Angelina Ncube from Mabale in Cross Dete on the southern tip of the Hwange National Park said she had lost faith in the government giving her any protection against dangerous animals.

Ncube said since her husband relocated to South Africa she had to spend most of her time in the fields trying to protect her crops against elephants and other wild animals.

“My field is about five kilometres from my homestead and l decided to pitch a tent there so I that could guard my crops against elephants that encroach every day,’” she said.

Ncube keeps the elephants away by making a huge fire and beating drums every hour.

 “The tactics have been working for me but the elephants now have a habit of invading our fields even during the day and they charge at us when we try to scare them away,” she said.
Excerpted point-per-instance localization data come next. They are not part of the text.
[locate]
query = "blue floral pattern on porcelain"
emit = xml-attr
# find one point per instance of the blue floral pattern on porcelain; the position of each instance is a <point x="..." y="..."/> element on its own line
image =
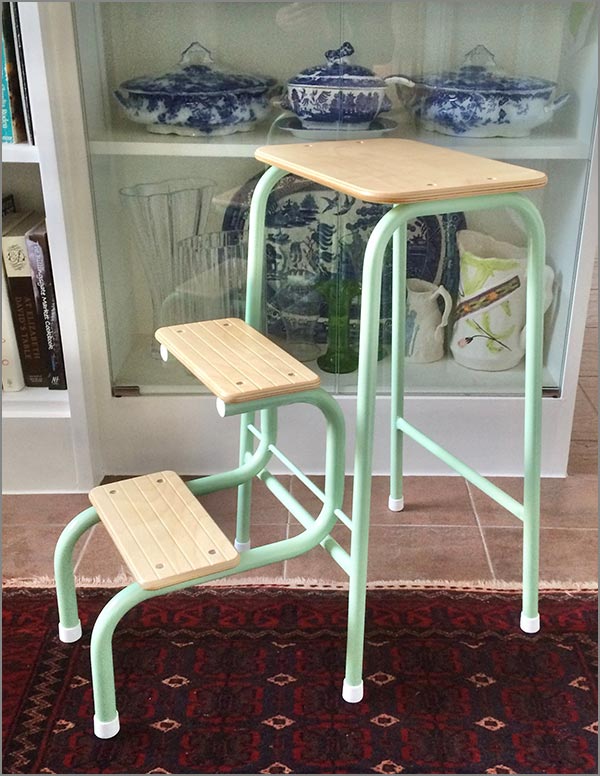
<point x="478" y="101"/>
<point x="337" y="93"/>
<point x="198" y="99"/>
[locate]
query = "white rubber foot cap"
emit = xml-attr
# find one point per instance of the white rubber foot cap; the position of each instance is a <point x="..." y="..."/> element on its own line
<point x="69" y="635"/>
<point x="530" y="624"/>
<point x="353" y="693"/>
<point x="395" y="504"/>
<point x="106" y="729"/>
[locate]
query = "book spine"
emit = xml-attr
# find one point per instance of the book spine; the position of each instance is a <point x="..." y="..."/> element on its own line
<point x="12" y="374"/>
<point x="45" y="298"/>
<point x="32" y="348"/>
<point x="13" y="122"/>
<point x="20" y="62"/>
<point x="7" y="127"/>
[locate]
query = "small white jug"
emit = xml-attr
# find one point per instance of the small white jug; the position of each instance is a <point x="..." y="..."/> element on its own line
<point x="425" y="324"/>
<point x="489" y="327"/>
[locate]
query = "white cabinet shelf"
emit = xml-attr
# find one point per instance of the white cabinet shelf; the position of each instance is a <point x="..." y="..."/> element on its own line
<point x="36" y="403"/>
<point x="131" y="140"/>
<point x="20" y="152"/>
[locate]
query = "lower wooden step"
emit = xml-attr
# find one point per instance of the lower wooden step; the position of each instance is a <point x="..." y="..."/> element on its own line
<point x="163" y="533"/>
<point x="236" y="362"/>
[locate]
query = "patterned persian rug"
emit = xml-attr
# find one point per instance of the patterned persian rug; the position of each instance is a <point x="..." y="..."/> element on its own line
<point x="248" y="680"/>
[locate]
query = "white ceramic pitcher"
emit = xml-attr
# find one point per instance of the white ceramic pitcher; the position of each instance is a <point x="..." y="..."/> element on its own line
<point x="425" y="323"/>
<point x="489" y="320"/>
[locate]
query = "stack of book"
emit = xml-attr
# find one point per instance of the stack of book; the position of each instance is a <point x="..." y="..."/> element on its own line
<point x="32" y="353"/>
<point x="16" y="113"/>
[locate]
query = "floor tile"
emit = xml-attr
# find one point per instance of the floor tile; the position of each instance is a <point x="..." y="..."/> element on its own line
<point x="570" y="502"/>
<point x="589" y="385"/>
<point x="585" y="418"/>
<point x="583" y="457"/>
<point x="565" y="554"/>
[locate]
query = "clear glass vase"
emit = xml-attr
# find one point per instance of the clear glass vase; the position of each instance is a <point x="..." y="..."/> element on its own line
<point x="210" y="272"/>
<point x="162" y="214"/>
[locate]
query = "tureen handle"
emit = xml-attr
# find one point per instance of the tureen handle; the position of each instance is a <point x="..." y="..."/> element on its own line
<point x="480" y="56"/>
<point x="196" y="54"/>
<point x="338" y="55"/>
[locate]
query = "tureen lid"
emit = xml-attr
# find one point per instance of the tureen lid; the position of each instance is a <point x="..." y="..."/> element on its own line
<point x="338" y="72"/>
<point x="197" y="74"/>
<point x="479" y="73"/>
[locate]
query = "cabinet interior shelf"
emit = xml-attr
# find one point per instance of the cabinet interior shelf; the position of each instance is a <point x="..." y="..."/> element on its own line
<point x="20" y="152"/>
<point x="134" y="140"/>
<point x="35" y="403"/>
<point x="445" y="377"/>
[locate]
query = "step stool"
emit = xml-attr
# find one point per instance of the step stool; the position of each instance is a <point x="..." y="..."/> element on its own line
<point x="249" y="375"/>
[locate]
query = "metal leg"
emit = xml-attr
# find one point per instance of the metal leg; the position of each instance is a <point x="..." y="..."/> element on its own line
<point x="365" y="419"/>
<point x="106" y="717"/>
<point x="242" y="531"/>
<point x="254" y="316"/>
<point x="69" y="624"/>
<point x="530" y="618"/>
<point x="396" y="499"/>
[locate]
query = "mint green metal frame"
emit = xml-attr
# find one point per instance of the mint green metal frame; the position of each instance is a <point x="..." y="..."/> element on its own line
<point x="253" y="460"/>
<point x="316" y="532"/>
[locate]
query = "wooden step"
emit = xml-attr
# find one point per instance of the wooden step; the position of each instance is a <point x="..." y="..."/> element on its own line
<point x="162" y="531"/>
<point x="397" y="170"/>
<point x="236" y="362"/>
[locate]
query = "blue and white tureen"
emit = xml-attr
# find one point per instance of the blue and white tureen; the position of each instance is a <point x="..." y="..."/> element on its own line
<point x="336" y="93"/>
<point x="478" y="100"/>
<point x="197" y="99"/>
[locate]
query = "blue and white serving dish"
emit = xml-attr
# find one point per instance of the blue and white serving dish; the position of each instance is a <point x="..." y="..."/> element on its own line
<point x="198" y="99"/>
<point x="478" y="100"/>
<point x="337" y="92"/>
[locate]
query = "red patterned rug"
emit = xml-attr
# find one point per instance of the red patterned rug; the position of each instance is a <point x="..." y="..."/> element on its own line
<point x="239" y="680"/>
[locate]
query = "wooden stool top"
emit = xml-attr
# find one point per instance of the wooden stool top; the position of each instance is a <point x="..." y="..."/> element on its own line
<point x="398" y="171"/>
<point x="161" y="530"/>
<point x="236" y="362"/>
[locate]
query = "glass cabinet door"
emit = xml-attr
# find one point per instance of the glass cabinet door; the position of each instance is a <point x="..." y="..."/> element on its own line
<point x="179" y="95"/>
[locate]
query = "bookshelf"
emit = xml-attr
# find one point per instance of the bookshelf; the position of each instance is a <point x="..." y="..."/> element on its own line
<point x="85" y="151"/>
<point x="46" y="440"/>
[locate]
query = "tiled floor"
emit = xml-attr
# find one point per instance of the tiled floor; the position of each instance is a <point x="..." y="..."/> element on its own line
<point x="448" y="531"/>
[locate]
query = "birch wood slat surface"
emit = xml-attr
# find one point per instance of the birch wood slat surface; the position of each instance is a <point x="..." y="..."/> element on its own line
<point x="236" y="362"/>
<point x="163" y="533"/>
<point x="392" y="170"/>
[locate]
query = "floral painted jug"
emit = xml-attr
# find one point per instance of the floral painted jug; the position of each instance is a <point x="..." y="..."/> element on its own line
<point x="489" y="320"/>
<point x="425" y="323"/>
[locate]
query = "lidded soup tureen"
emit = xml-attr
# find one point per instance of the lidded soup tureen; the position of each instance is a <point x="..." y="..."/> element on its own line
<point x="337" y="92"/>
<point x="199" y="98"/>
<point x="478" y="100"/>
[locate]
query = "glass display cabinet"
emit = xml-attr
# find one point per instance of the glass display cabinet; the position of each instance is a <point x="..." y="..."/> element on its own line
<point x="173" y="100"/>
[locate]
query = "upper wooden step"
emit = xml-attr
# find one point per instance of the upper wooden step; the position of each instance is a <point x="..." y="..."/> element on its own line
<point x="394" y="170"/>
<point x="163" y="533"/>
<point x="236" y="362"/>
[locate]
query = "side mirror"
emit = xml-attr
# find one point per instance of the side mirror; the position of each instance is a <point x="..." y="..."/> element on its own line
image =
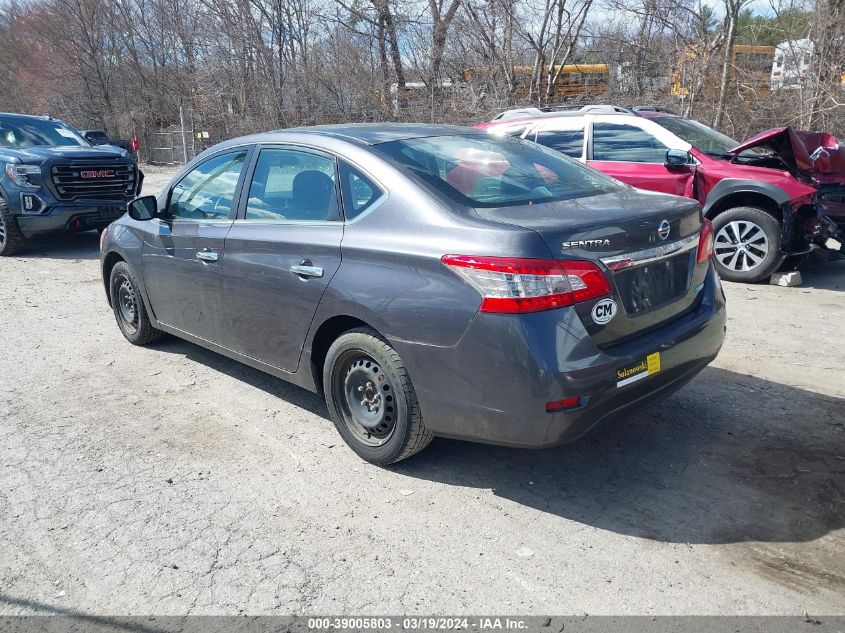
<point x="144" y="208"/>
<point x="677" y="157"/>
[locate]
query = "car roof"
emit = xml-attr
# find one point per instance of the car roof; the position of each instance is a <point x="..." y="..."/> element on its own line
<point x="17" y="115"/>
<point x="645" y="112"/>
<point x="365" y="133"/>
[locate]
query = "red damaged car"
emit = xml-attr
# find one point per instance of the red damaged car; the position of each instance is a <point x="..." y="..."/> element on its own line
<point x="769" y="198"/>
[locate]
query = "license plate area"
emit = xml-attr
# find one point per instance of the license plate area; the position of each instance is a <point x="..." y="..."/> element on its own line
<point x="644" y="288"/>
<point x="638" y="370"/>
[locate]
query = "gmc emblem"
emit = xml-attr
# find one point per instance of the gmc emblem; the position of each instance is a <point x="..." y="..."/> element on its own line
<point x="103" y="173"/>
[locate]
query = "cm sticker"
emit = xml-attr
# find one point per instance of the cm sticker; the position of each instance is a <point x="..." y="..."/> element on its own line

“We are not receiving any assistance from the government in terms of food aid and we are going to struggle in the coming months because most of the crops have been destroyed by elephants.”

Tinashe Farawo, the Zimparks spokesperson, blamed the worsening human-wildlife conflict in communities around the Hwange National Park on the increasing elephant population at the game reserve.

Farawo said Zimparks had a limited budget for conservation and in most case, it was not able to rescue the villagers when they were under siege.

 “This will sound as if we are not doing anything to the world, but the truth of the matter is that we have tried all we can to protect our people and these animals but the problem we have is that our parks, especially in Hwange, are overpopulated and these animals tend to stray in search of food and water,” he said.

“Many lives have been lost as a result and only last year, 38 people were killed by lions, including one who was attacked while driving his motorbike and was eaten on the spot.

“It is very sad also looking at the drought situation where many have even failed to reap their crops.”

Farawo said Zimparks was doing awareness campaigns in affected communities so that villagers avoid encroaching into the habitat for wild animals.

“We have done awareness campaigns where we encourage villagers to avoid sending their livestock in the bush for grazing, but that has not paid off much as it is reported that they now attack from the kraals,” he added.

“We cannot compensate victims now because there is no law that compels us to do that.

“We are, however, crafting a human-wildlife conflict policy where consultations will be conducted especially with rural villagers and they tell us what they expect out of it.”

So serious is the human and wildlife conflict in the area, legislators from Hwange district have joined hands to push the government to intervene.

Godfrey Dube, the MP for Hwange West, said he recently approached Tourism and Environment minister Mangaliso Ndlovu to alert him about the problems in his constituency.

 “I have approached the minister of Tourism and Environment in person to discuss this problem and as usual the excuse that we get is that parks are overpopulated and managing these animals is proving to be difficult,” Dube said.

“People are suffering and dying out of starvation. So, for now, we have compiled a report with Hwange Central and Hwange East parliamentarians to table it before Parliament because this issue is being taken lightly.”

Zimbabwe’s game reserves have 85 000 elephants but the country’s conservation areas can only cope with 55 000.

The country, alongside other southern African countries, has been pushing for the lifting of restrictive measures on the trade of ivory to control its elephant population.